This is good news for the economy. Operators in the sector will directly benefit from improving tourism numbers but these will also have a spill over effect on other sectors.

On a side note, higher tourism numbers bring with them several challenges to the country’s infrastructure, which the government must not ignore. A holistic plan to improve public infrastructure – water, sewage, roads and connectivity, open spaces, cleanliness, law and order – must be put in place with a government-wide commitment to upscale the country.

Much has been said and still can be said on how public infrastructure can be upgraded but this is not the scope of this leader.

What is of concern is that while an airline like Ryanair continues to perform well with a creep-ing dominance in Malta, the national airline Air Malta remains in limbo.

With the European Commission reluctant to give its verdict yet on whether it will allow government to inject funds into Air Malta, this newspaper reports today that government will be taking a final decision on the airline’s future after the summer.

The decision will determine whether Air Malta will wind down and a new State-owned airline is created. If Air Malta ceases to exist and a new airline takes its place, government will be able to start afresh without the legacy issues that have hounded Air Malta for too long.

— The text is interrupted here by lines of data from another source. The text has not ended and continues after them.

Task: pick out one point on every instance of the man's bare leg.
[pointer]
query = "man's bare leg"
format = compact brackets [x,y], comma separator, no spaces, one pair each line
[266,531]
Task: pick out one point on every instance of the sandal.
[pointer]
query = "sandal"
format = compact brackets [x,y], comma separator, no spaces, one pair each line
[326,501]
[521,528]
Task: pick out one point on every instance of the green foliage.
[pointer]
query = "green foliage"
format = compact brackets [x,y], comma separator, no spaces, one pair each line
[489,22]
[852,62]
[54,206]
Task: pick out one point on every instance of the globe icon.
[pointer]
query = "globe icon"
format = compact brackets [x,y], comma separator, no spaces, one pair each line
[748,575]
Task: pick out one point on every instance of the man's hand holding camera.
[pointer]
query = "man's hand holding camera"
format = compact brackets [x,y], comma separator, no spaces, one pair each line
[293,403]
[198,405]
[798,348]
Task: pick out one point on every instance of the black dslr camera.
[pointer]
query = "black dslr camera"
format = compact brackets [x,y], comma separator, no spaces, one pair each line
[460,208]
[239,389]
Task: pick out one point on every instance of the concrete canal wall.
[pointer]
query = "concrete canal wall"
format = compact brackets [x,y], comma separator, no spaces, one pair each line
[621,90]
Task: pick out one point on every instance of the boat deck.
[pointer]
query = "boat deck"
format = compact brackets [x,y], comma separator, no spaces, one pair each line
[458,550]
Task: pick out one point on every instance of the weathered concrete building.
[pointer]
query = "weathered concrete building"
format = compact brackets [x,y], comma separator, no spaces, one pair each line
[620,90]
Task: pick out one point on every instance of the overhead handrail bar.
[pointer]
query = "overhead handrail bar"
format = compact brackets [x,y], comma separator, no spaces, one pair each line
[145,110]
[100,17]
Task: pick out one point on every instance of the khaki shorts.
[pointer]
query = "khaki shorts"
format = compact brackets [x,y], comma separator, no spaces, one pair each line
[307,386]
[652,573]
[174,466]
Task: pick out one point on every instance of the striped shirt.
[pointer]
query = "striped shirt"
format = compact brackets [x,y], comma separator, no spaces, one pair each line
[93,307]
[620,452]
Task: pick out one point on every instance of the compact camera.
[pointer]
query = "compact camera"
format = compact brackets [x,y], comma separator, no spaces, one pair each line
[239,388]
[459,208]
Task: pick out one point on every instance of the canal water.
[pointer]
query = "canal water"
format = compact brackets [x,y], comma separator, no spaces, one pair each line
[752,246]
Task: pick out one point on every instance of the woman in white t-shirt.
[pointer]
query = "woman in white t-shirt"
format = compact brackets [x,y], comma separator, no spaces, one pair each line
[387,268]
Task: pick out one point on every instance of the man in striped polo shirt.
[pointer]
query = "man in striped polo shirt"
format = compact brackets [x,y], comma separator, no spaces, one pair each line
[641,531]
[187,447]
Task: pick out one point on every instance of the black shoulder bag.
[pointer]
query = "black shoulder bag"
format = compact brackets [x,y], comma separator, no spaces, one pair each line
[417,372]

Hopefully, government will learn from the sins of the past and not repeat them. Air Malta has since its inception been used as a glorified JobsPlus agency, used by ministers to employ their constituents. This temptation must be avoided if a new airline is created.

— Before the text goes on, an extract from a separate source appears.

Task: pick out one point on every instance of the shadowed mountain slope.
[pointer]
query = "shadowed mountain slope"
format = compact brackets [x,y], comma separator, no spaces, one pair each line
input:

It is in Malta’s strategic interest to have a national airline but this should not serve the interests of whoever is in power.

The ongoing Air Malta saga is just one of the significant challenges facing the airline industry in Malta.

A proposed aviation fuel tax across the EU is bound to punish countries on the periphery like Malta more than it does larger countries with a myriad of connectivity options. The tax excludes long-haul flights, which arguably have a much higher carbon footprint. All of the flights to and from Malta are short haul and will be disproportionately impacted by the fuel tax.

Ryanair CEO David O’Brien yesterday sounded a fresh warning on the EU fuel tax that is part of the bloc’s drive to cut down on carbon emissions. He echoed Air Malta’s warning from last year about the tax and urged the Maltese government to oppose it.

But he also made reference to the “unprofessional” behaviour of Malta’s Air Traffic Controllers, which he claimed was causing additional fuel consumption.

O’Brien said aircraft were sometimes inexplicably put into holding positions that meant additional fuel was being consumed needlessly. The authorities must look into these claims and if they are true take the appropriate steps to cut out the nonsense.